Hidden Ripple Effects

•	Singapore Dries Up: SEA's refining hub relies on Middle Eastern crude. If Singapore stops refining, every country that buys its fuel (Philippines, Indonesia, Vietnam) loses supply simultaneously. National reserve numbers stop mattering when the regional gas station is empty. Port congestion from redirected vessels is already a problem.  
•	B50 = Cooking Oil Pressure: Indonesia's reinstated B50 biodiesel mandate (50% palm oil in diesel) diverts an additional 2.2 to 2.3 million tons of crude palm oil per year into fuel tanks. Indonesia produces \~60% of global palm oil. The mandate is active. Global cooking oil prices face sustained upward pressure, hitting developing countries that import palm oil for food the hardest.  
•	The Coal Threat: The Philippines relies on Indonesian coal for baseload power (\~85% of coal imports). If Indonesia restricts coal exports to secure its own grid in a panic, the Philippine grid goes dark, not brownouts, blackouts.  
•	Malaysia: Malaysia is a net oil and gas exporter with its own production, serving as a critical fuel lifeline to its neighbors (Philippines has already procured diesel from Malaysia).  
•	The Fertilizer Squeeze: The Gulf supplies 45% of global sulfur and over 30% of global urea. Sulfur is essential for phosphate fertilizer production. Urea is the most widely used nitrogen fertilizer on the planet. Southeast Asia's rice farmers are now competing with the world for a shrinking fertilizer supply, at prices that smallholders cannot absorb.  
•	Regional Inflation Already Spiking: Thailand's inflation hit 2.89% in April 2026, driven directly by the oil price surge. The Asian Development Bank projects 3.2% inflation for Southeast Asia in 2026.

Scenarios

Best case: Strait reopens by early June, oil drops to $70-75. The ~400 million barrels of emergency reserves released by the IEA bought enough time for most countries to avoid tank bottoms. Philippines keeps its refilled reserves above 50 days. Indonesia's rationing eases by July. Recovery begins in Q3.

If the strait stays closed through summer: Oil $100-130. Indonesia hits tank bottoms late May to early June; rationing deepens. Philippines burns through its recovered reserves if Singapore's refineries go dry. Vietnam holds at 26 days but faces diesel prices well above the global average. By August: 5-10 million below poverty, GDP near zero for the Philippines.
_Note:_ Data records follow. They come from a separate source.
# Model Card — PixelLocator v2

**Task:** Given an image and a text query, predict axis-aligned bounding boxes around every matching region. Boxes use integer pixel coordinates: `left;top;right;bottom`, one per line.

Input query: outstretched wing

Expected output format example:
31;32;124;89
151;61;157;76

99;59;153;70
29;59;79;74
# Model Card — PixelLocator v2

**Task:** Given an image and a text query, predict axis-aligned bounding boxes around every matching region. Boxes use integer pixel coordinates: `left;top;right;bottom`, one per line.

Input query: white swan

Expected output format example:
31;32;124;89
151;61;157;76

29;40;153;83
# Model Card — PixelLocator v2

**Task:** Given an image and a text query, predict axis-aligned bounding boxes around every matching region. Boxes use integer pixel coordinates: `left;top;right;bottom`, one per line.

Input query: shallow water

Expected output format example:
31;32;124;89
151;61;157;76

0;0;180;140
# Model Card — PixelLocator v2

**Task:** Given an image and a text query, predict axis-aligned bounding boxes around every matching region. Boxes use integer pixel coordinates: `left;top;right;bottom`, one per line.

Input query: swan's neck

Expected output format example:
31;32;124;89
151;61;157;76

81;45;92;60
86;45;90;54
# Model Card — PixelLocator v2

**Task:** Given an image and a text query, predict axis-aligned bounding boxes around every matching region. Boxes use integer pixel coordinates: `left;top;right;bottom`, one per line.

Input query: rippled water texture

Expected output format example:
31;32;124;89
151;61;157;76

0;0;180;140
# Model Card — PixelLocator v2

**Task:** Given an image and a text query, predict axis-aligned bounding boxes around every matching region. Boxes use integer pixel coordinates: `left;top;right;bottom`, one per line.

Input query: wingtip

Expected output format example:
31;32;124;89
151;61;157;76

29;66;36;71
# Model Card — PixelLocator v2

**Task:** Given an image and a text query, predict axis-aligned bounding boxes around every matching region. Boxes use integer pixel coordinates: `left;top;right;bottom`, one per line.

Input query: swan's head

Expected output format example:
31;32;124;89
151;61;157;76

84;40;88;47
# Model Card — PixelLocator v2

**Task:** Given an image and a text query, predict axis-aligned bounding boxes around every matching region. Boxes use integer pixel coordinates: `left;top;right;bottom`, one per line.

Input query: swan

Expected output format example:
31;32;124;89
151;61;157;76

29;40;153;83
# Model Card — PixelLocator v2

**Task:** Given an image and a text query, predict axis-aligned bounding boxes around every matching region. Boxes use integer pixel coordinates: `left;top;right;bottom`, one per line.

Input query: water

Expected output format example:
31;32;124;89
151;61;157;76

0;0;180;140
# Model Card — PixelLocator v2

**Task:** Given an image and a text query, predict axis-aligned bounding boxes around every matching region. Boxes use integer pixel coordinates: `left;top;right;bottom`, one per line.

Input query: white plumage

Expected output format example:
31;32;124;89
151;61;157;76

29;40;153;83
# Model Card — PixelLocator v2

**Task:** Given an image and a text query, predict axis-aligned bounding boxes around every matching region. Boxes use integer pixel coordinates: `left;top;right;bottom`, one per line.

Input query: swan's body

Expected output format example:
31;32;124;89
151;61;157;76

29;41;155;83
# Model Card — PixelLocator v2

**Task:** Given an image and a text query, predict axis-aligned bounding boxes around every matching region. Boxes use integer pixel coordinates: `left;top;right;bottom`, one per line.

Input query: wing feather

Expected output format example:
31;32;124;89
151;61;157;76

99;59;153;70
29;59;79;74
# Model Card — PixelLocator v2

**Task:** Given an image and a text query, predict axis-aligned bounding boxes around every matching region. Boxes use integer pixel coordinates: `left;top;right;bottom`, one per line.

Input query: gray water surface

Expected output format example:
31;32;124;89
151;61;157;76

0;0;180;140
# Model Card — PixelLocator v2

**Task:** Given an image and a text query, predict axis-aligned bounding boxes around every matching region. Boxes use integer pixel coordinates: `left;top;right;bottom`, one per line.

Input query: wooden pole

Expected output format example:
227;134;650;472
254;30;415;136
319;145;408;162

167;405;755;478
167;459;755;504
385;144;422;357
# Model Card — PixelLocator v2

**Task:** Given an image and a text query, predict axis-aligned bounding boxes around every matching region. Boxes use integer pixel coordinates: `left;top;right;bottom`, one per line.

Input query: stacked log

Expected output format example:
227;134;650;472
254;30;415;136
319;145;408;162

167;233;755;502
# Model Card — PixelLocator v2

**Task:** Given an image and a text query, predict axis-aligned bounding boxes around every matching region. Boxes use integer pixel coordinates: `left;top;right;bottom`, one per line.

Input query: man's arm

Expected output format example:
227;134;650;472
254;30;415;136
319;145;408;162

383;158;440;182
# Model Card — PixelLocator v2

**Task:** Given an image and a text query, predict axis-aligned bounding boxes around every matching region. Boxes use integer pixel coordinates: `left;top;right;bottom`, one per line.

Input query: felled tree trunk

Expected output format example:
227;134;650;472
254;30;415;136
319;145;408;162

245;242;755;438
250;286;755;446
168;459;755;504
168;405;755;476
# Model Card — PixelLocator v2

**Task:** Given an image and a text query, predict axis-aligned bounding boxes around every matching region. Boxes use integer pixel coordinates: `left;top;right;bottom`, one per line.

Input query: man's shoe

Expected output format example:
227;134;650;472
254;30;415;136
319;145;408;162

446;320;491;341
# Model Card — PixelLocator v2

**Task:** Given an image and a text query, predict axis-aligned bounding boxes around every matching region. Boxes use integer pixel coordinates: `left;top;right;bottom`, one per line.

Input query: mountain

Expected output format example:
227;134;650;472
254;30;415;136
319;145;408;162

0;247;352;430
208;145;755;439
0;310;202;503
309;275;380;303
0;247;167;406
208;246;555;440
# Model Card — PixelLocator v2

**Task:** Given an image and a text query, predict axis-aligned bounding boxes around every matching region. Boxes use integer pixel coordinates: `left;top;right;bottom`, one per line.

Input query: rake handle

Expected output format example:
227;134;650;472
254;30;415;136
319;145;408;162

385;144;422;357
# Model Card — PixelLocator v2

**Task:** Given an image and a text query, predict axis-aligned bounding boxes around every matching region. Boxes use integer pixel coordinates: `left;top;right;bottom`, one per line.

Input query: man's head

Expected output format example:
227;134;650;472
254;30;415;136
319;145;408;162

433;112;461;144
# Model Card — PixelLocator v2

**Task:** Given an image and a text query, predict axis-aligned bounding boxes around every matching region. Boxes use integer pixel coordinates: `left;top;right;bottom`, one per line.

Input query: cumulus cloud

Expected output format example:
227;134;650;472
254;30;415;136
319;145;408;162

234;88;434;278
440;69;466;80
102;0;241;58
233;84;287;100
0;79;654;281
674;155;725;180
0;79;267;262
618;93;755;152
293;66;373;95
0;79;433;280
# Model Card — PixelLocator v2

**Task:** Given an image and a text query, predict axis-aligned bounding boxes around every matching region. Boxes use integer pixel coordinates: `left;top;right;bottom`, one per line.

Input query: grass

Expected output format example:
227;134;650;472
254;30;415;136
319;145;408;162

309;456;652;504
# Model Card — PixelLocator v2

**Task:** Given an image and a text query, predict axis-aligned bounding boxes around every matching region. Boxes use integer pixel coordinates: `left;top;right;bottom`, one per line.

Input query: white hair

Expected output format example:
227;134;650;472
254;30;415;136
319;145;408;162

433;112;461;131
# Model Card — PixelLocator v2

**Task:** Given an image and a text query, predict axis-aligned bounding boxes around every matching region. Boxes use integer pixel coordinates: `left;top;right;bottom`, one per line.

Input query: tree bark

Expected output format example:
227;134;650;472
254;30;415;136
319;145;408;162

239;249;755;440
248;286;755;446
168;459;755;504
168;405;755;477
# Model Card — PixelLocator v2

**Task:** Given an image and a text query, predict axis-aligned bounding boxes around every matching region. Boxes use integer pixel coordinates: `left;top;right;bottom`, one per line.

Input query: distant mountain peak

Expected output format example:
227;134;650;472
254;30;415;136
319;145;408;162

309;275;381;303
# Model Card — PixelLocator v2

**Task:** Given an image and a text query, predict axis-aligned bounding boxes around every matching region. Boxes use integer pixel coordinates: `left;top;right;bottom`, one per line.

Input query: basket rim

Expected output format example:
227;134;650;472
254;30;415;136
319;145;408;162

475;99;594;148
Worst case: Closed through 2026, oil $150+. Subsidy systems collapse. Islands lose deliveries. Inflation 15-20%. The archipelago supply chain breaks. Deep global recession.

What Can Be Done

Governments: Ration by priority sector BEFORE reserves hit tank bottoms. Secure LPG from alternative sources. Cash to transport workers, not fuel subsidies (those subsidize SUV owners). Prioritize fuel for inter-island cargo vessels. Build strategic reserves to 90 days minimum.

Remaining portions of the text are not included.